İnsandan ümidini hiç kesmeyen yazılar..
Sulhi Ceylan’ın bu kitabı için kapak arka yazısında dediği gibi arayış yazıları olarak nitelendirdiği üç bölümden 32 hikaye vardır. İnsanın hakikat
derdine parmak basmaya çalışan hikayeler.
Birinci bölümde Büyük Dert başlığı altında yazılar vardır. Aslında insanın derdi davası, davası da derdi olan bir kul olması gerektiğine vurgu var. Alışkanlıklarımızdan, arayışlarımızdan ve yollarımızdan kesitler vardır. Bu hakikat yolculuğunda önce aramanın ne kadar kıymetli olduğunu bir çok güzel arifin menkıbeleri üzerinden bir anlatış vardır. “Belki de yolda olmak yoldan daha önemlidir” der. Yol da bu kendini
arayış hikayesinde önemli bir kavram. Bazen de yol terbiye eder insanı. Yaşatarak anlatır, düşünerek anlamadığını. O yüzden yol kıymetlidir.

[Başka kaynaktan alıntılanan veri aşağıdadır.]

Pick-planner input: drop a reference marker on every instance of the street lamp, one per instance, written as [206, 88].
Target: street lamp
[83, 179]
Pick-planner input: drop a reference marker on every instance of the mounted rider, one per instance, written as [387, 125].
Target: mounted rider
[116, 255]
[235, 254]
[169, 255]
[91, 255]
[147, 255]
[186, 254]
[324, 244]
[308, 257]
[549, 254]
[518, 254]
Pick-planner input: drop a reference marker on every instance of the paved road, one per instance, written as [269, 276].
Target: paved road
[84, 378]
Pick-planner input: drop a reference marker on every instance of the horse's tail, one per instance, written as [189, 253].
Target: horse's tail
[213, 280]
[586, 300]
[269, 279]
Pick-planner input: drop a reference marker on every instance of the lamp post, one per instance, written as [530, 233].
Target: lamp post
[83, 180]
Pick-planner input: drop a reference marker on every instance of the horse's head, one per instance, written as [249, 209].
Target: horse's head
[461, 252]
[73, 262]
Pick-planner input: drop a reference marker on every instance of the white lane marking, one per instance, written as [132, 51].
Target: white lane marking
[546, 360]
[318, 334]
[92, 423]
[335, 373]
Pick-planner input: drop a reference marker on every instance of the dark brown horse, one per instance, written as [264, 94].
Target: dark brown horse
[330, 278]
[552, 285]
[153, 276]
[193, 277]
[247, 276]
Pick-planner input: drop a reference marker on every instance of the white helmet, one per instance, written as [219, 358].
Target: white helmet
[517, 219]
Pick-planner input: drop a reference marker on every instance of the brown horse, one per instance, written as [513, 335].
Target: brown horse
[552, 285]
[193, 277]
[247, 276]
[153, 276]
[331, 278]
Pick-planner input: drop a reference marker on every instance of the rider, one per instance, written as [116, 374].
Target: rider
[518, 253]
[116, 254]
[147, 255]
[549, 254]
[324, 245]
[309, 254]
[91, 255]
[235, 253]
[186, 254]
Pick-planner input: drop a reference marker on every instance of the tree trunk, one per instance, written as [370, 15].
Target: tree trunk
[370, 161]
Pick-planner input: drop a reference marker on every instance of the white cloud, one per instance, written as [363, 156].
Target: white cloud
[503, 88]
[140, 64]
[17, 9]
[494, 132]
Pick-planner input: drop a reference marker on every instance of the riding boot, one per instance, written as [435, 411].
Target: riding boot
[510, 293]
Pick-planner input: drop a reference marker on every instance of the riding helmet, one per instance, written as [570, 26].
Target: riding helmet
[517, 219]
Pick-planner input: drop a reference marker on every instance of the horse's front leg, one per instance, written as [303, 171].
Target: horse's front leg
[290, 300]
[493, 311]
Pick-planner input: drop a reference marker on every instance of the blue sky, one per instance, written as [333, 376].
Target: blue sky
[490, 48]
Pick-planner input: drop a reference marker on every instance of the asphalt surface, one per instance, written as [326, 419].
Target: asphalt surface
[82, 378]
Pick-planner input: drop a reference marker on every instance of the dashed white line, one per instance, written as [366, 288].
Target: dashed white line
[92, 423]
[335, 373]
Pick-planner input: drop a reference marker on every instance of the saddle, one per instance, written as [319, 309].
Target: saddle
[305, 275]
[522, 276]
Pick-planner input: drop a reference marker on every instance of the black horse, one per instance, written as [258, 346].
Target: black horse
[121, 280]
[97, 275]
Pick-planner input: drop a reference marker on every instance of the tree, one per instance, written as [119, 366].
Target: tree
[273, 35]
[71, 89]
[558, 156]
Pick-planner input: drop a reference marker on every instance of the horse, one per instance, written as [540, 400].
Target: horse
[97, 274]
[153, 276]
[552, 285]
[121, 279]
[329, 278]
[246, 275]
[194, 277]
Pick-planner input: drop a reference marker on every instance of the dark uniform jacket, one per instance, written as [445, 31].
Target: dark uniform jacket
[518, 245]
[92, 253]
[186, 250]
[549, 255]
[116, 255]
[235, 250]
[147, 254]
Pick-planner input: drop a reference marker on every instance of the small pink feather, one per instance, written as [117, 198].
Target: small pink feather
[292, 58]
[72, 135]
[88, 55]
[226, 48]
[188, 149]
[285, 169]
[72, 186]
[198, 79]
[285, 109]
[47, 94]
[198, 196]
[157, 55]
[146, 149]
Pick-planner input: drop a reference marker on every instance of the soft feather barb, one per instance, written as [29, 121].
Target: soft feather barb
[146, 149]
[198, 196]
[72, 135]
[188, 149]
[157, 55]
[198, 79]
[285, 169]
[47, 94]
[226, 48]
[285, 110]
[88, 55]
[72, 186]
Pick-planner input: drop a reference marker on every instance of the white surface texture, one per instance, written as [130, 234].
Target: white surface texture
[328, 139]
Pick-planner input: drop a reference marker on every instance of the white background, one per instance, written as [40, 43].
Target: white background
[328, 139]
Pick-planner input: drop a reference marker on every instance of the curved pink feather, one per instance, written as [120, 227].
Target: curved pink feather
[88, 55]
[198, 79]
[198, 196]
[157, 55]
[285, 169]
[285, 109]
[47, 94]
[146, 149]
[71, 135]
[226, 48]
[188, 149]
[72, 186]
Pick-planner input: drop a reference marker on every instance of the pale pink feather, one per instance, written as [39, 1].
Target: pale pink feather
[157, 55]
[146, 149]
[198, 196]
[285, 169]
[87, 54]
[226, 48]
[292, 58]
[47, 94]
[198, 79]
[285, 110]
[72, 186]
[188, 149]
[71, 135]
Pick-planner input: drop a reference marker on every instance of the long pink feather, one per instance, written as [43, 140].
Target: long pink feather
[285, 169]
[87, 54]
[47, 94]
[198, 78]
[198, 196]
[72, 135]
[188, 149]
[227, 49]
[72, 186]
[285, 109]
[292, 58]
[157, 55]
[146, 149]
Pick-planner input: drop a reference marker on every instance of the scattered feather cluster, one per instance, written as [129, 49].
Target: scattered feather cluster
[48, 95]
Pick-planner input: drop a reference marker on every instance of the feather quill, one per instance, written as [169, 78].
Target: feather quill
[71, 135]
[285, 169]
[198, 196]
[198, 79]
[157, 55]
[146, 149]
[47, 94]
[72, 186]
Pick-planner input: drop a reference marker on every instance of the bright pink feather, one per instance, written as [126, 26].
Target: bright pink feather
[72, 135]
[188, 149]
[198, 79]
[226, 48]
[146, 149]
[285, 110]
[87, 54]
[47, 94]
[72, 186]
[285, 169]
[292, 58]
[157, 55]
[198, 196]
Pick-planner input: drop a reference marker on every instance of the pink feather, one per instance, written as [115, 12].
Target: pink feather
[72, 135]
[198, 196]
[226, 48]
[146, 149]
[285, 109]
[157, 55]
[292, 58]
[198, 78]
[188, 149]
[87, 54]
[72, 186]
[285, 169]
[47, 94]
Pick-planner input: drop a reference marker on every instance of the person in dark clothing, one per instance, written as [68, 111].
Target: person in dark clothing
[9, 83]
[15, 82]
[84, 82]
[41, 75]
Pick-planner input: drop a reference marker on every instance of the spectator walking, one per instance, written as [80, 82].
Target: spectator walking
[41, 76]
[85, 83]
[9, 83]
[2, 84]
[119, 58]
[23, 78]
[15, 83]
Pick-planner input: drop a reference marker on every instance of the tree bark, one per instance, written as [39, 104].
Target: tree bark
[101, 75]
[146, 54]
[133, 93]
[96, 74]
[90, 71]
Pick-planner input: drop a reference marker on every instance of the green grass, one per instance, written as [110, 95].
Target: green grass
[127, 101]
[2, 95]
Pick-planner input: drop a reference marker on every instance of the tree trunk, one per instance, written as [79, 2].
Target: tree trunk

Bu kitapta yol- yolcu- yoldaş- ayna- hakikat ve kendini bulma üzerine çok güzel hikayelerle kısa kısa ama tokat gibi anlatışlar var. Yeter ki insan bahçesindeki bankta huzur sandığı gafleti ile birlikte oturmaktan vazgeçsin. Çünkü insan basit bir varlık değildir eğer kendini bir davaya adayabilirse. Bu kitap bize pergelin ucunu koyduğumuz yerin önemini anlatmaktadır. Çünkü bulunduğu noktadan geleceğe bakar ve anlamlandırır insanoğlu. Arayışın son bulduğu yer:
“Ey kulun ben seninleydim. Sana şah damarından daha yakındım. Sen kiminle beraberdin?”